> 
## 导入包<a class="anchor" id="1"></a>

In [None]:
import numpy as np 
from sklearn.model_selection import train_test_split
from sklearn.metrics import plot_confusion_matrix
from sklearn.linear_model import LogisticRegression
from sklearn.ensemble import AdaBoostClassifier
import math
import pandas as pd 
import matplotlib.pyplot as plt

import seaborn as sns
import sklearn.metrics as metrics
%matplotlib inline
import os
for dirname, _, filenames in os.walk('/kaggle/input'):
    for filename in filenames:
        print(os.path.join(dirname, filename))
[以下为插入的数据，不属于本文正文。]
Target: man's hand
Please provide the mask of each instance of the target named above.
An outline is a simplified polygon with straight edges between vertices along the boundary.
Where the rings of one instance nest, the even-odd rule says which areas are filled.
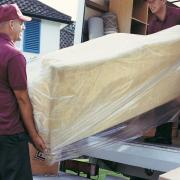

## 导入数据<a class="anchor" id="2"></a>

In [None]:
df_train = pd.read_csv("/kaggle/input/GiveMeSomeCredit/cs-training.csv",index_col=0)
df_test = pd.read_csv("/kaggle/input/GiveMeSomeCredit/cs-test.csv",index_col=0)
df_train.head()

## EDA <a class="anchor" id="3"></a>

详见 https://www.kaggle.com/orange90/credit-scorecard-example

## 一、原数据标签1比例

In [None]:
#标签1比例
df_train['SeriousDlqin2yrs'].mean()

In [None]:
#标签1总数
df_train['SeriousDlqin2yrs'].sum()

In [None]:
import xgboost as xgb

留30%作为模型的验证集

In [None]:
X_train, X_test, y_train, y_test = train_test_split(df_train.drop(['SeriousDlqin2yrs'],axis=1), df_train['SeriousDlqin2yrs'], test_size=0.2, random_state=42)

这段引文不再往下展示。